A former boss of HSBC and current British politician has denied “being asleep” at the wheel of the bank, as authorities in other countries continue to pursue HSBC over allegations of wrongdoing through its Swiss branch.

Stephen Green, who was chief executive and then chairman of the HSBC group from 2003 to 2010 and later served as Britain’s trade minister, has avoided questions since the Swiss Leaks investigation first revealed tax avoidance and alleged money-laundering through HSBC’s private Swiss branch.

Earlier this week UK Channel 4 journalist Alex Thomson confronted Lord Green, who remains a peer in the House of Lords, at a public meeting in London.

Lord Green said the revelations of potential wrongdoing were “dismaying and a source of deep regret,” but denied “being asleep” as leader of the bank through much of the period covered by the Swiss Leaks files.

“I personally always worked hard at setting and seeking to follow high standards in my career,” he said. 

“Did we [at HSBC] get everything right? Maybe not. Did we work hard at trying to do the right thing? Yes we did, and I'm also proud of the way the present leadership team is taking it forward and learning from the experiences.”

Despite calls from Labor MPs, Lord Green has not faced questions from either of the parliamentary committees that are investigating the HSBC affair. Prime Minister David Cameron and his ministers have also refused to answer questions on whether or not they discussed issues at the bank with Lord Green before appointing him trade minister in early 2011. 

The confrontation with Lord Green came at a time of increased pressure on the bank from prosecutors and authorities around the world.

Late last week a French prosecutor formally requested that HSBC’s Swiss private bank face a criminal trial in France over allegations the bank was involved in tax evasion.

The bank reportedly turned down a €1.4 billion settlement offer, and must now respond to the request for trial before French magistrates decide whether or not to proceed. 

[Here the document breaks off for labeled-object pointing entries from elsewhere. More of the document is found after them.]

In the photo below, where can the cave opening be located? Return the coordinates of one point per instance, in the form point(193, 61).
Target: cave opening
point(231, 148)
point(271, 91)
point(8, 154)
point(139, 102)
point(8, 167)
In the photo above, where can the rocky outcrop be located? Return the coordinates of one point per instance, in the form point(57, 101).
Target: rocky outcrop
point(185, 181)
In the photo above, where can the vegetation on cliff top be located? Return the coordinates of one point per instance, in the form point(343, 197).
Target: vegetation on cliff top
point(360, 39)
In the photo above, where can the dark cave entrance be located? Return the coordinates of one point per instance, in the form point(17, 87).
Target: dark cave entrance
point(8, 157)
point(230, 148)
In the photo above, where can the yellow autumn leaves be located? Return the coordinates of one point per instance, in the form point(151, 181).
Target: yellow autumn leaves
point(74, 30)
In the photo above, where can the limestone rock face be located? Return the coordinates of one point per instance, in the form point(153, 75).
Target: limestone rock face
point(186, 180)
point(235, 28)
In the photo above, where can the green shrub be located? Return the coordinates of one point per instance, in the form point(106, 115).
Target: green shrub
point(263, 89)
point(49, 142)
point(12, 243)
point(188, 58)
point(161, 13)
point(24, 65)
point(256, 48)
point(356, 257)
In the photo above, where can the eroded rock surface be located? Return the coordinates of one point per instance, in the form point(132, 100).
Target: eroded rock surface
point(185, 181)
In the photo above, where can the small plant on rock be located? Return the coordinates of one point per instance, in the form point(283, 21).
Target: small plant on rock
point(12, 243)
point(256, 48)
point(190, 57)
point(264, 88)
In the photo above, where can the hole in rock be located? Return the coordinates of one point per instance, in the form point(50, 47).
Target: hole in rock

In Switzerland, Tunisia has reportedly requested to join the Geneva prosecutor’s money-laundering case into the bank in a bid to reclaim funds allegedly stolen by former Tunisian dictator Zine El Abidine Ben Ali. HSBC accounts linked to his brother in law, Belhassen Trabelsi, surfaced during the Swiss Leaks investigation. 

In separate cases, Swiss authorities have also moved this week to return to Nigeria $380 million confiscated from Swiss accounts belonging to former dictator Sani Abacha, and have also reportedly frozen $400 million in accounts at 30 banks tied to allegations of corruption in Brazil.

Switzerland and the European Union also agreed on a deal this week to begin automatic exchange of tax data by 2018, after years of resistance by Swiss authorities. The agreement still needs to be formally signed, and may face a referendum in Switzerland before it is enacted.

Meanwhile, in the United States, the HSBC North America Political Action Committee (PAC) has recorded its second month in a row without making any donations to U.S. politicians. The PAC rarely goes a month without making any contributions, however it is unclear whether the lack of activity is linked to the Swiss Leaks revelations.

In a statement to the London Stock Exchange on Friday, HSBC announced plans to shuffle the roles of several members of its board of directors. The bank also published its 2014 annual report, which revealed a 5 percent pay drop for chief executive Stuart Gulliver, from £8 million in 2013 to £7.6 million in 2014.